Nearly a third of City residents walk according to new survey
We’ve been focusing on cyclists in our recent analyses of the Make My Trip Count survey (MMTC), with a cycling survey overview, a closer dive into where people bike, and a look at how to keep up biking growth. We’re now going to take a look at what MMTC found for Pittsburgh’s pedestrians.
To recap the MMTC survey, one of its strengths is the way it allows respondents to describe their commute in all its complexity. Whereas other transportation surveys, like the American Community Survey (ACS) ask respondents to select their primary mode of transportation alone, MMTC allows respondents to select the three modes of transportation they use most frequently throughout the week.
This allows MMTC to capture the multimodal ways that Pittsburghers get around. With walking being an easy mode to combine with others, the share of multimodal pedestrians is important in understanding how people move around the city.
As noted previously, MMTC respondents hail not just from Pittsburgh or even Allegheny county, but a geographic range that reaches into Ohio and West Virginia. With some respondents commuting into Pittsburgh from as far as Cleveland and Erie, the percentage of pedestrians in the overall survey results is bound to be lower; walking from Erie would be a lengthy commute. Of the survey’s 20,000+ respondents, 12% indicated walking in their top three transportation choices.
According to MMTC, 28% of Pittsburgh residents include walking among their top three commute modes
Narrowing the focus to Allegheny County, about 14% of survey respondents included walking in their top three transportation choices. Pedestrian respondents from Pittsburgh and its neighboring boroughs, like Bellevue or Brentwood, amounted to almost 20%, and pedestrian respondents within Pittsburgh city limits totaled 28%!

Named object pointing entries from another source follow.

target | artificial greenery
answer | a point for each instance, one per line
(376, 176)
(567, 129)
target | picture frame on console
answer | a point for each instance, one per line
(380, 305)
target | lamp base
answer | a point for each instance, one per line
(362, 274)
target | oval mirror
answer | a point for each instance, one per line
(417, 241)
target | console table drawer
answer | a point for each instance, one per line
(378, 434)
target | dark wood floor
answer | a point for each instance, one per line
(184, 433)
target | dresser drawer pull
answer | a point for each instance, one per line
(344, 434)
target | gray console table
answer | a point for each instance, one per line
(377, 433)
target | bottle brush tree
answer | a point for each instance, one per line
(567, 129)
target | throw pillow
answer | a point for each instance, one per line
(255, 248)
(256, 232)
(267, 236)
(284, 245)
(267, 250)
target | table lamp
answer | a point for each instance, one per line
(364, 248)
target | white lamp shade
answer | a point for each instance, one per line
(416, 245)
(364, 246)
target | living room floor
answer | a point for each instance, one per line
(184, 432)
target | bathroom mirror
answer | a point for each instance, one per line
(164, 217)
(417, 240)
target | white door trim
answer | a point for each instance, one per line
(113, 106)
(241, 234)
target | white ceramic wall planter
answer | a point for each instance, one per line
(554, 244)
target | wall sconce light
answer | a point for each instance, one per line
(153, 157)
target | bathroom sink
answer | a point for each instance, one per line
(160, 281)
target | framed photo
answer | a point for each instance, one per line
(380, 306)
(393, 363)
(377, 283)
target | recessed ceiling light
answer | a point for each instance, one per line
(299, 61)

Almost 10% of Pittsburgh respondents indicated walking as their primary mode of transportation (on par with the ACS data), with the greatest number of pedestrian trips originating in Downtown, South Side Flats, and Shadyside.
Like biking, walking is easy to combine with other methods of transportation, making the MMTC survey ideal in capturing the multimodality of movement throughout the city. Looking at the number of people incorporating walking into their commutes, it’s evident that walking is a vital part of multimodal transportation in Pittsburgh and the region.